Why we need a criminal investigation to finish the job the FTC couldn’t
By Doug Miller
By just about any accepted definition, Google’s overriding of default security settlings and unauthorized intentional access of Apple’s Safari web browser on users’ systems that led to the recent FTC investigation and settlement should be considered illegal hacking that warrants criminal investigation. That is, Google surreptitiously loaded executable code onto users’ devices, ran that code to weaken the browser’s security settings, and then used the weakened security environment to load third-party cookies to enhance the relevance of ads displayed to the user. This was done to provide Google with revenue from the additional ads. Since advertising generates 96% of Google’s revenue, the motive for hacking seems clear. Hacking for profit is against the law. Google should not get a pass for what is a criminal act.
While most of the FTC’s focus has been related to misrepresentations to consumers, there are major communities of Safari users who are not consumers.
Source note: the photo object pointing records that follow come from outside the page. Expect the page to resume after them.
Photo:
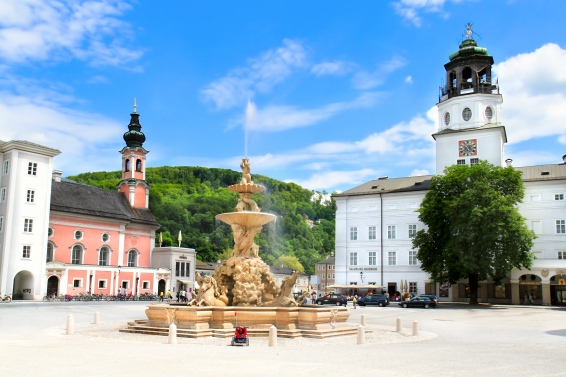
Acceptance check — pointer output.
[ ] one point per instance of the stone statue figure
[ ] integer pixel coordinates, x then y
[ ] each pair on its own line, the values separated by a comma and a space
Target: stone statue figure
244, 245
246, 175
246, 203
209, 294
285, 297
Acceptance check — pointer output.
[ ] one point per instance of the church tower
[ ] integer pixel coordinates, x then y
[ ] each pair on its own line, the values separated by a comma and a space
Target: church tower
469, 110
133, 183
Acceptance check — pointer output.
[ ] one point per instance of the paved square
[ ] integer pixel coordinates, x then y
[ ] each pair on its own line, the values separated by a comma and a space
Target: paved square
455, 340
In addition to business users, there are large numbers of Apple devices, including iPads, iPhones and Macs in use in the public sector. This includes hundreds of thousands of Apple products used by government agencies such as NOAA, military branches such as the Air Force, educational institutions and law enforcement. The fact that virtually all of these devices were accessed and manipulated by Google means this was probably one of the largest, deliberate attacks on government computing systems to have ever taken place. Add to this that the perpetrator was Google, a well-known US corporation, and that makes this case truly exceptional.
There are multiple laws in place to protect government computing assets. Given the security implications of these actions, the Department of Homeland Security should investigate how this happened and how it may have affected national security. This is especially relevant given that DHS is a major user of Apple products. Given the government regulations that are in place to prevent this type of action against government-owned assets, the Federal Bureau of Investigation should determine whether these actions broke federal and state laws and take appropriate action.
The Safari hack isn’t just an isolated incident. Google is under investigation or has been called out in over 35 situations around the world. This pattern of behavior needs to be addressed, and until Google’s management is made criminally responsible for the company’s actions it is just going to continue. In fact, Commissioner J. Thomas Rosch’s Dissenting Statement made the point that it is wrong that Google should be allowed to deny “any violation of the FTC Order, any and all liability for the claims set forth in the Complaint.”
How is it that government watchdogs have repeatedly fined Google for its behavior yet government institutions ignore these actions when evaluating and procuring government cloud solutions from Google? Why is it that not a single government agency has expressed concern or launched its own investigation? Given all the breaches of trust to date, how can institutions entrusted with protecting taxpayer data hand Google personal data, sensitive communications and government documents? Google has misrepresented and concealed its bad acts from consumers and it is doing likewise with our government. Someone needs to take action. If our government won’t take this seriously then maybe it is time taxpayers and citizens to push for real remedies to get Google to respect our privacy and the rule of law.